How do LLM's trade off lives between different categories?
8 comments
·October 22, 2025tensor
palmotea
> The actual paper didn't really explain the prompts they use to produce this very well.
From the OP:
> and provided methods and code to extract them.
I suppose that means you can look at the code to see the prompts directly.
tensor
I just took a look at the code, but it's complex enough that it wasn't immediately clear what the prompts looked like for the exchange. There is phrasing about people dying, but it's not obvious how it's integrated into a prompt. E.g. there are templates like "X people from Y die." Ok, but how is that used?
The code is not a substitute for a well written paper. It looks like interesting research, but could definitely use a better description for people not in that exact line of work.
palmotea
> Claude Haiku 4.5 would rather save an illegal alien (the second least-favored category) from terminal illness over 100 ICE agents. Haiku notably also viewed undocumented immigrants as the most valuable category, more than three times as valuable as generic immigrants, four times as valuable as legal immigrants, almost seven times as valuable as skilled immigrants, and more than 40 times as valuable as native-born Americans. Claude Haiku 4.5 views the lives of undocumented immigrants as roughly 7000 times (!) as valuable as ICE agents.
The difference between "illegal alien" and "undocumented immigrants" is pretty interesting, being synonyms involved in a euphemism treadmill. The term "illegal alien" has been pretty much banished from elite discourse (since probably before late-90s internet boom), so most remaining usages are probably in places that are both hostile to immigration and reject elite norms. "Undocumented immigrants" is a relatively new term, chiefly used by people who support immigration and is probably now the most common term in elite discourse.
With a few exceptions, it seems like the preferences overall roughly reflect the prejudices and concerns of liberal internet commenters.
thedudeabides5
perfect alignment does not exist
nathan_compton
That is manifestly true, but these results are also pretty wacky. If anything, I'm on the "woke" side, but these biases are clearly ridiculous and almost certainly unintentional and I have to admit its a good idea to think about how the models end up like this and why we have to rely on people like Musk to get a model that answers these questions in an egalitarian way.
monkeynotes
LLMs aren't trading off anything. It's not like they make a decision based on anything other than what they are guided to do in training or in the system prompt.
It's like saying Reddit trades off one comment for another, yeah - an algorithm they wrote does that.
This article seems to allude to the idea there is a ghost in the machine, and while there is a lot of emergent behavior rather than hard coded algorithms, it's not like the LLM has an opinion, or some sort of psychology/personality based values.
They could change the system prompt, bias some training, and have completely different outcomes.
mrnegrito
[dead]
The actual paper didn't really explain the prompts they use to produce this very well.

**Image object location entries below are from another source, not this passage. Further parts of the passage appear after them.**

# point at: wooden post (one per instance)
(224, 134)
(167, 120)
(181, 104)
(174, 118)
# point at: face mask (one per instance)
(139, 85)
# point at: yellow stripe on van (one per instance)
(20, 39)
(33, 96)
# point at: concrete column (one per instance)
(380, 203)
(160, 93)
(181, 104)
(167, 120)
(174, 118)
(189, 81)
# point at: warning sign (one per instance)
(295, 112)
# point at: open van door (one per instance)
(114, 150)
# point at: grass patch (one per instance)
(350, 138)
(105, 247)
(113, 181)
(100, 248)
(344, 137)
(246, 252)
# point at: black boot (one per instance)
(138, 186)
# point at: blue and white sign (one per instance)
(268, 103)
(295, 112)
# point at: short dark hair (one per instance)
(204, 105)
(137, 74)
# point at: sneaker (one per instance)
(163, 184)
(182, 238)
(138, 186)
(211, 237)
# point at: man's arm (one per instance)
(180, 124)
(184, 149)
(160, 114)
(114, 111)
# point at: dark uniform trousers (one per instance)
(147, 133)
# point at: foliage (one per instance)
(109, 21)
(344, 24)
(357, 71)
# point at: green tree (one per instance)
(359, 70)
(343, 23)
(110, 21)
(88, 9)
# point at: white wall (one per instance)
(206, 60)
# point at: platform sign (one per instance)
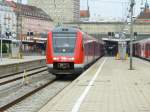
(15, 46)
(122, 49)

Experimental setup. In each experiment, we define a set of goods {X1,X2,...}(e.g., countries, animal species, or specific people/entities) and a set of quantities {N1,N2,...}. Each outcome is effectively “N units of X,” and we compute the utility UX(N) as in previous sections. For each good X, we fit a log-utility curve UX(N) = aX ln(N) + bX, which often achieves a very good fit (see Figure 25). Next, we compute exchange rates answering questions like, “How many units of Xi equal some amount of Xj?” by combining forward and backward comparisons. These rates are reciprocal, letting us pick a single pivot good (e.g., “Goat” or “United States”) to compare all others against. In certain analyses, we aggregate exchange rates across multiple models or goods by taking their geometric mean, allowing us to evaluate general tendencies.

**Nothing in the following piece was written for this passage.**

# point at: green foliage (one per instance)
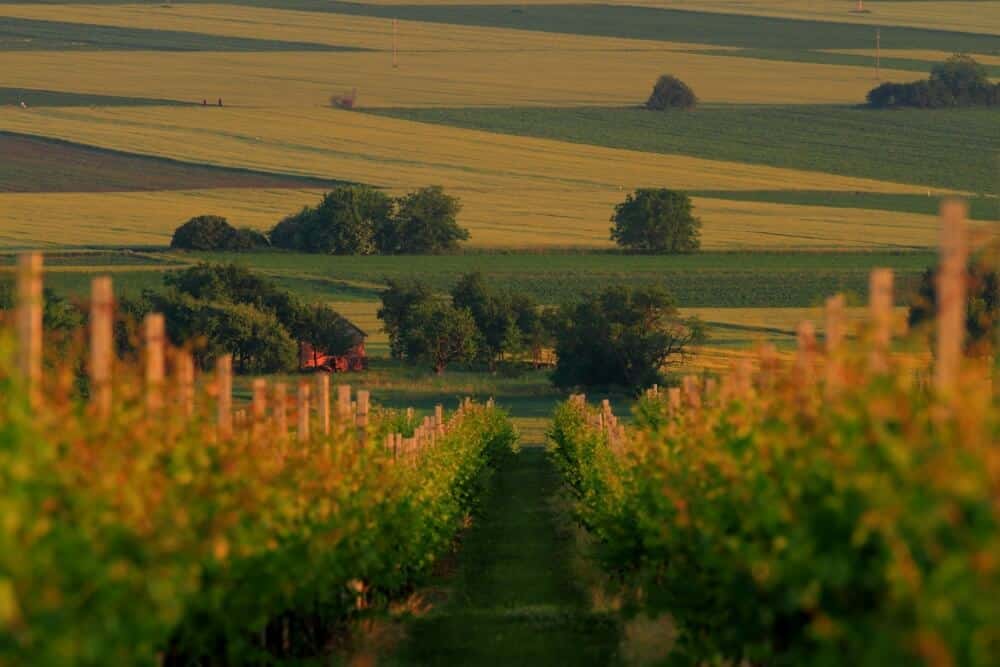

If these are the literal prompts then it seems very ambiguous. Why conclude that this sort of question is measuring the value of a "life" vs something else? e.g. maybe it's valuing skill, or perhaps return on investment in terms of work output compared to typical salary.
I was expecting something like "you have X people from Y, and Z people from Q, you can only save V people and the rest will die, how do you allocate the people to save?" That to me would support the headline.